Cambodian firm to build thermal power plant in Mongoli
17 October 2025
After decades of delay, Ulaanbaatar is moving forward with the construction of its long-planned Thermal Power Plant No. 5. In the final round of the tender process, Mitime International LLC, a company registered in the Kingdom of Cambodia, was selected as the project developer with a score of 75 points. A contract agreement will be concluded within one month and subsequently confirmed by the Ulaanbaatar City Council.
Mitime International will construct the plant with a projected capacity of 340 Gcal of heat and 300 MW of electricity, enough to supply heating for 40,000 households in the western districts of Ulaanbaatar. The project, to be built on a 20-hectare site located between existing TPP-2 and TPP-4, has an estimated cost of 658.6 million USD. Construction is expected to take 24 months, followed by a six-month testing phase, meaning the project will take a total of 30 months before handover to the state commission.
According to Director of Ulaanbaatar City Public-Private Partnership LLC Z.Batyrbek, the issue of building this thermal power plant in Ulaanbaatar has been discussed since 1985. After 41 years, the plant will be built through a public-private partnership.

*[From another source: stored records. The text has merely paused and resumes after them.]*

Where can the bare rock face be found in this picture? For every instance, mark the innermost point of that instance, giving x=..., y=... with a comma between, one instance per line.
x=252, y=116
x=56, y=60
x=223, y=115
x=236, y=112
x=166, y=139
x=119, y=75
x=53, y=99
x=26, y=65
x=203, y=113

The source of economic expansion is electricity and heat.
Under the agreement, Mitime International has the right to build the plant with its own funds and transfer ownership to the state after completion. The company has previously developed the 30 MW Toson thermal power plant in Tosontsengel soum, Zavkhan Province, as well as a station in Selenge Province, demonstrating experience in Mongolia’s energy sector.
The new plant is expected to make use of existing infrastructure, relying on the railway lines that currently serve Ulaanbaatar’s older power plants for coal transport and operations. The site, currently occupied by ash ponds, will require clearance, with the ash planned for relocation to designated landfills.
A total of 26 citizens and enterprises are affected by the land designated for the project site, of which nine remain unresolved. Authorities have emphasized that resettlement and compensation processes are underway.
Demand for heat in Ulaanbaatar continues to grow rapidly, with around 500 enterprises currently unable to secure heat technical conditions due to shortages in supply. The completion of this new plant is expected to significantly reduce this bottleneck, providing a source of reliable electricity and heating to support the capital’s economic expansion.